Wait a minute: A close game, and we lost? Not possible. Sadly enough, the Buccaneers were unable to complete their fifth 4th quarter comeback of the season and fell 27-21 to the Atlanta Falcons in the Georgia Dome. The Bucs spotted their opponents a 14 point lead in the first quarter, only to close the gap numerous times that eventually culminated in the game's final drive. However they were unable to close the deal and complete the fightback and fell to 5-3 on the season. There were plenty of talking points from the game against the Falcons, so let's take a look at how each unit fared in Sunday's narrow defeat.

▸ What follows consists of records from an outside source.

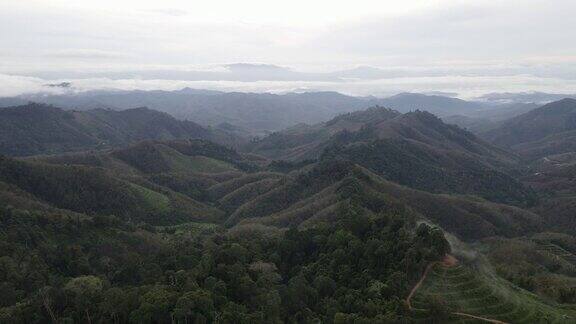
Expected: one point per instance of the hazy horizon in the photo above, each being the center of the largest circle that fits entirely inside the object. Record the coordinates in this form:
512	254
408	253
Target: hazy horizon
363	48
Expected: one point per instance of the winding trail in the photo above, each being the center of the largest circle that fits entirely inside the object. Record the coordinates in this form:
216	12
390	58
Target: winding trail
448	261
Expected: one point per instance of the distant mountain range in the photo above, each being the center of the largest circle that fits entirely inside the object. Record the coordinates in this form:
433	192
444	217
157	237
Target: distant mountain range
548	130
257	114
42	129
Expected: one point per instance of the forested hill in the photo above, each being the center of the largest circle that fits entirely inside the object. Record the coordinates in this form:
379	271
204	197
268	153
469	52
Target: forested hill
43	129
548	130
415	149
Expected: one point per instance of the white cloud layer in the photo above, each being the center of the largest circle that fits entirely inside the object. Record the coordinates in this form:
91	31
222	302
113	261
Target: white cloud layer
442	44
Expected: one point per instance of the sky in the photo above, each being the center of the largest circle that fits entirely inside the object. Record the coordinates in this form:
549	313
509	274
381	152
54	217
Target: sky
363	47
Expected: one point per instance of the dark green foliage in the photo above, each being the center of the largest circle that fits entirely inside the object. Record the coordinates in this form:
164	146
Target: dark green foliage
95	191
421	168
102	270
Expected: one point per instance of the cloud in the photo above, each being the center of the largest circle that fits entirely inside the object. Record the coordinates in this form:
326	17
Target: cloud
85	53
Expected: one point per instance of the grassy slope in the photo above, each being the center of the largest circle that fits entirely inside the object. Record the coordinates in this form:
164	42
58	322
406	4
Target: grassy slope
479	292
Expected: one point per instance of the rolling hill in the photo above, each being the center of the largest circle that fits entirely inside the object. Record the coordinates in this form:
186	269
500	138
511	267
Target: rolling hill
415	149
41	129
548	130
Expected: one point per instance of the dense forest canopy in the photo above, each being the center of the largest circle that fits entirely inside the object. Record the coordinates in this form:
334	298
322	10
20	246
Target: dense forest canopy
374	216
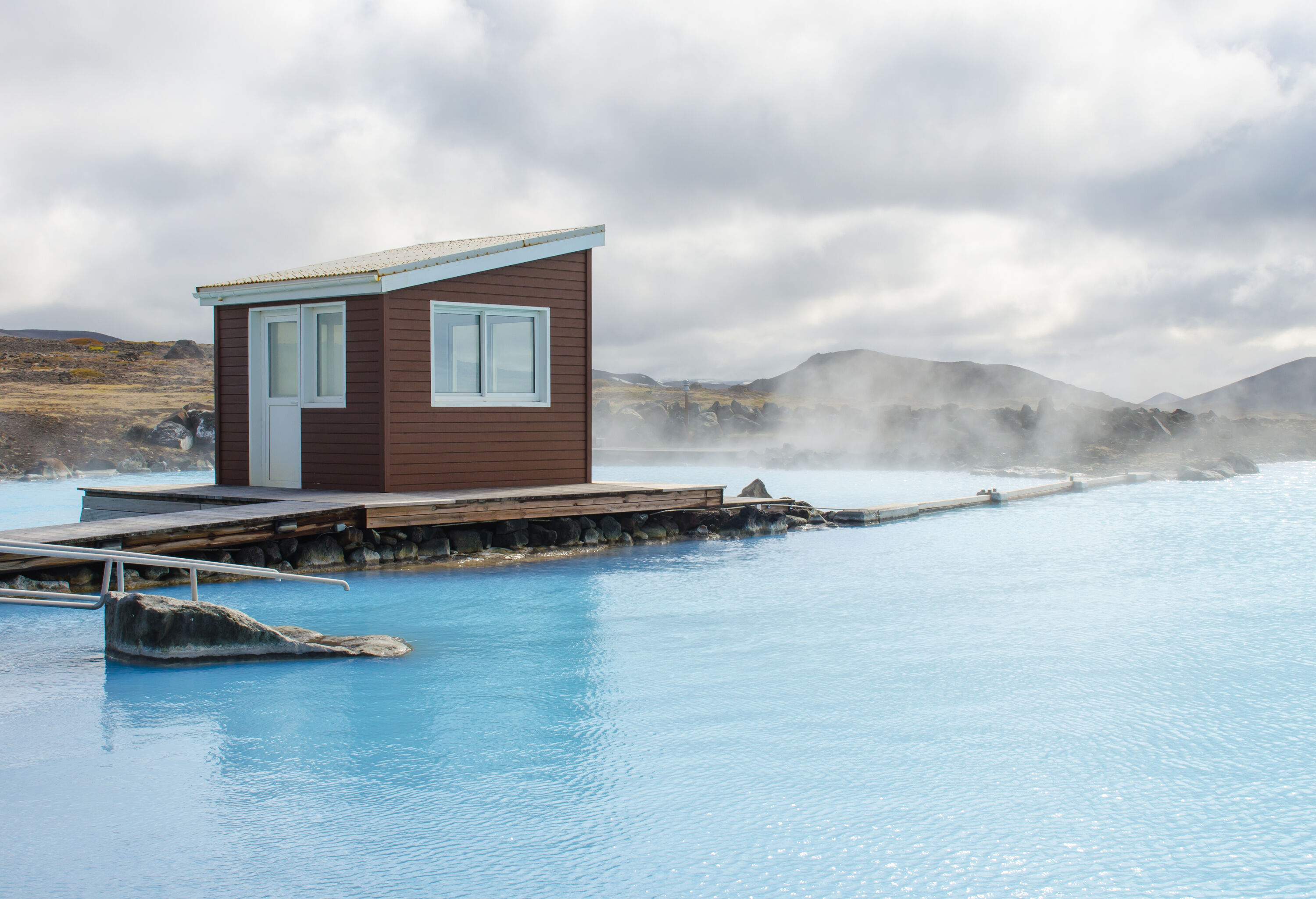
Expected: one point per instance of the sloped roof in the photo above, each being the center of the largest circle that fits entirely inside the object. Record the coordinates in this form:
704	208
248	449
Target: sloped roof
410	258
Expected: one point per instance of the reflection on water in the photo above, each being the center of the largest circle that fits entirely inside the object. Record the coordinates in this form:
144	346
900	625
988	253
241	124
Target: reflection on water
1111	692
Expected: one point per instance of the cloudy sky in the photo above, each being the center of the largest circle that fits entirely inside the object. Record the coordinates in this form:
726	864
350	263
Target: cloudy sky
1120	196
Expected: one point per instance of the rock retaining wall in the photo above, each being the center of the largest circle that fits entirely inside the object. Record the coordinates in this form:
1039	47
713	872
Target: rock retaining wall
364	549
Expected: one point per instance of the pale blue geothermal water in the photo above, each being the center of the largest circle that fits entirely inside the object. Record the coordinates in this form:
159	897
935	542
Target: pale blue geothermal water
1105	693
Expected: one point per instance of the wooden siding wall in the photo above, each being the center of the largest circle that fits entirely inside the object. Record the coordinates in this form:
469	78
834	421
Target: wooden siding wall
340	448
449	448
390	437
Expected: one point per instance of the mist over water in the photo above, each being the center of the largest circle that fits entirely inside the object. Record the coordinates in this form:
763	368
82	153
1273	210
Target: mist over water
1095	693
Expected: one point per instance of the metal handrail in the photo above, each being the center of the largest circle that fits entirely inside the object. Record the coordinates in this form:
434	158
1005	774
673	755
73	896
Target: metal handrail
115	560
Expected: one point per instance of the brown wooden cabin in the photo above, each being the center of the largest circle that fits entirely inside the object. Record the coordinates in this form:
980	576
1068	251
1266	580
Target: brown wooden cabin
451	365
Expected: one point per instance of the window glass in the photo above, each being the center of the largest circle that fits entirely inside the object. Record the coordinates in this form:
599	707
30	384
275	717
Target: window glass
329	356
457	353
283	358
511	357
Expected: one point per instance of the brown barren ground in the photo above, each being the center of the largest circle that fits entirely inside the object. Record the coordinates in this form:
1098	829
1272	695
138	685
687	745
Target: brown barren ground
78	402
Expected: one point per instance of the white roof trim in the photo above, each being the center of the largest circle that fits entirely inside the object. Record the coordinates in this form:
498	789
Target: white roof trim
406	275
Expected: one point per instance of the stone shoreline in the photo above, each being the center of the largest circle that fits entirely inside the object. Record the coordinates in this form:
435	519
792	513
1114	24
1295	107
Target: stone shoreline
418	548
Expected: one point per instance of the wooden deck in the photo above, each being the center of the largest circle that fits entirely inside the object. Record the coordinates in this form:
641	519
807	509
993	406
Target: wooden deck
211	517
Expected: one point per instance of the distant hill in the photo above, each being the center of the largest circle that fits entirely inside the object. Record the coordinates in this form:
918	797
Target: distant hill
868	377
1286	389
633	378
41	333
1161	400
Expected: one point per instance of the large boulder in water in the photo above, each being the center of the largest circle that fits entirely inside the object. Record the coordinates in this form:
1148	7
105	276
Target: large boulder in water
168	630
1240	464
49	469
173	435
202	424
1189	473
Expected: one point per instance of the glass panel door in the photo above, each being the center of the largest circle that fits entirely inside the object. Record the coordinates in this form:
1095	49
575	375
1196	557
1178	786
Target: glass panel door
282	358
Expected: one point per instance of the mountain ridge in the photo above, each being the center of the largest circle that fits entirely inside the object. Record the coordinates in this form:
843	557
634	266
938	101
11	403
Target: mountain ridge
1286	389
885	379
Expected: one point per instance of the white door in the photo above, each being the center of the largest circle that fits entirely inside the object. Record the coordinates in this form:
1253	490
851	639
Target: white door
277	403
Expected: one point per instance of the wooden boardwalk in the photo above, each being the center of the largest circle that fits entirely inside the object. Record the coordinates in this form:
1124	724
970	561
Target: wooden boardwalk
154	519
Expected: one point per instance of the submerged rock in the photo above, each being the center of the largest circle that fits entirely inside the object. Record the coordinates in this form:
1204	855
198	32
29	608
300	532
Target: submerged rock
1240	464
1189	473
166	630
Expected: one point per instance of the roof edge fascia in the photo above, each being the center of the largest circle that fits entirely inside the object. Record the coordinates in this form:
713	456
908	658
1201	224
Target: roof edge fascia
412	274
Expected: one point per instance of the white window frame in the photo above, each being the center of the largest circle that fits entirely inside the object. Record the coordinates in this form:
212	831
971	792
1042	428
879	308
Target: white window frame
311	398
540	399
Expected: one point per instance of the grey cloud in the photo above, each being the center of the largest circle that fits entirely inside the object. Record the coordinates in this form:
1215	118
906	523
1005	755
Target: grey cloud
1047	187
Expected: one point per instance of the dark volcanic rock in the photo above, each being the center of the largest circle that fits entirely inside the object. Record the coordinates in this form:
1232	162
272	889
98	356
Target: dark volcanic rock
465	542
253	556
322	551
173	435
610	528
1187	473
512	539
568	531
435	547
162	628
49	469
1240	464
541	536
202	424
185	349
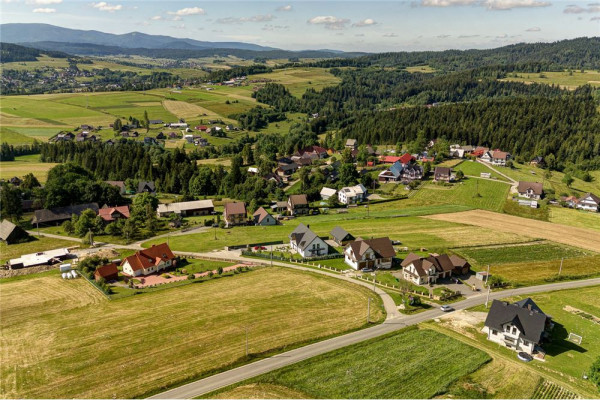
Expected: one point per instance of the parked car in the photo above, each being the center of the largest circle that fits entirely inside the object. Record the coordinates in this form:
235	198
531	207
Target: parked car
524	356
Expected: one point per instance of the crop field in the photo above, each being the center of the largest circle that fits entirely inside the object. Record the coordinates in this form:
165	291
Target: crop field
474	169
521	253
65	348
413	232
565	79
577	237
492	194
376	369
22	165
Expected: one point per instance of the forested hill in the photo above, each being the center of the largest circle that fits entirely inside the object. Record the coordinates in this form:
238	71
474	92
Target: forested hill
574	53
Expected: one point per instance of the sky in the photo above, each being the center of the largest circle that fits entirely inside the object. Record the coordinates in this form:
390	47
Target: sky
370	26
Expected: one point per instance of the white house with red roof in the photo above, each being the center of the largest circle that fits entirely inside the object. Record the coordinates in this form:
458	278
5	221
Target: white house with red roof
148	261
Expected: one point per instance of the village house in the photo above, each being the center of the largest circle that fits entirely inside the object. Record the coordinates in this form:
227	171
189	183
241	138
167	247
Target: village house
371	253
235	214
589	202
186	208
110	214
108	272
307	243
520	326
531	190
263	218
427	270
298	204
352	194
443	174
58	215
11	233
341	236
148	261
326	193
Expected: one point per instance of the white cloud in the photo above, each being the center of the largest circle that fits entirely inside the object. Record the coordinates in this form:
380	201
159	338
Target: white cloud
104	6
241	20
365	22
188	11
330	22
43	2
573	9
44	10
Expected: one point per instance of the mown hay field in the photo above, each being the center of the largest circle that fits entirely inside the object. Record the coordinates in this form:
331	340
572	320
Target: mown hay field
63	339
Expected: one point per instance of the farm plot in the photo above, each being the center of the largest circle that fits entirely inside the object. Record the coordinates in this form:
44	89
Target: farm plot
379	369
577	237
59	338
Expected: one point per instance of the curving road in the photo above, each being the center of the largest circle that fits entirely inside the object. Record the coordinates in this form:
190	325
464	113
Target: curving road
214	382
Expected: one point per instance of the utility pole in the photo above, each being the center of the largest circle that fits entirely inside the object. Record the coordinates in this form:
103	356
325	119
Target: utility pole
560	269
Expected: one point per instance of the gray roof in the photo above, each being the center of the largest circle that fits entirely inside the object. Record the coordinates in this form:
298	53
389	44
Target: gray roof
530	322
340	234
62	213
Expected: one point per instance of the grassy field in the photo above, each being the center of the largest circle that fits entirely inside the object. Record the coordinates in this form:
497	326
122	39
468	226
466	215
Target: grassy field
521	253
571	236
36	245
64	348
23	165
492	194
565	79
377	368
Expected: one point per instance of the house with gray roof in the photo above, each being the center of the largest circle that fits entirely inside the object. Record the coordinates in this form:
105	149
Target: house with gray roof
307	243
520	326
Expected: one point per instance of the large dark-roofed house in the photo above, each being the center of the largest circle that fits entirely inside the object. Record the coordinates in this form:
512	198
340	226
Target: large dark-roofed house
61	214
520	326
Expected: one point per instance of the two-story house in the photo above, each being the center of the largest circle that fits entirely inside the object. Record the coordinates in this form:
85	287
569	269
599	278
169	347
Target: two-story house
520	326
371	253
307	243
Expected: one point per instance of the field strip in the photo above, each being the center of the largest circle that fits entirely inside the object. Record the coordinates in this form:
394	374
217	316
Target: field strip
577	237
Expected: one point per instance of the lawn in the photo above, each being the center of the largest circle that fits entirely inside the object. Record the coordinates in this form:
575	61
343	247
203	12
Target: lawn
409	364
9	251
60	337
492	194
521	253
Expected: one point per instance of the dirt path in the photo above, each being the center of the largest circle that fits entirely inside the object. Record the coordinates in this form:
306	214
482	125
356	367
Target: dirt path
578	237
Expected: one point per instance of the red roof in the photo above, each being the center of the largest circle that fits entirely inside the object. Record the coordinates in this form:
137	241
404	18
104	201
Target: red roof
146	258
389	159
106	213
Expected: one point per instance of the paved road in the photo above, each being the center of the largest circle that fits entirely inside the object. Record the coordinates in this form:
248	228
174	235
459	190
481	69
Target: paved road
265	365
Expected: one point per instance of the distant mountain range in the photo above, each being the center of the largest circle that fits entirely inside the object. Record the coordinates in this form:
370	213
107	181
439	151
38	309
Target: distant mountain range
32	33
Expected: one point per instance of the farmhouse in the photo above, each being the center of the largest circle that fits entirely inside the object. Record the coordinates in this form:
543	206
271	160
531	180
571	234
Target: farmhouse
41	258
326	193
531	190
110	214
186	208
341	236
427	270
372	253
306	243
61	214
520	326
147	261
442	174
235	214
589	202
352	194
297	204
108	272
263	218
11	233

Considering the amount of time the Bucs had to work with, the offense performed admirably well in a hostile road atmosphere. Although Josh Freeman threw a pair of interceptions that made the task of overcoming a double-digit deficit even more difficult, they were able to move the football down the field with relative ease. All in all, the offensive line did well and there is little to criticize from the unit as a whole. I rarely attack referees and calls, but there was a call near the end of the game that may have changed the outcome. The pass interference call that set up the Bucs at the 11 clearly occurred at about the 5 yard line. I watched the replay numerous times and cannot see how the referees could place it at the 11. If anyone can correct me I'd like to hear the justification. This is a major difference, and of course something neither commentator picked up this clear error. Although this was one of Freeman's worst games this season, he was able to lead the team down at the end of the game and give them a chance to win in the 4th quarter. He also made a number of big plays, including a perfect throw to Michael Spurlock while backed up at the 1 yard line. The running game was disappointing, but because the Falcons held the football for so long it's understandable. The Bucs only ran 50 plays on offense, compared to 69 for Atlanta. I think offensive coordinator Greg Olsen has found a perfect balance between his running backs. LeGarrette Blount continues to get most of the carries while Carnell Williams gets a handful of attempts while doing an excellent job in pass protection.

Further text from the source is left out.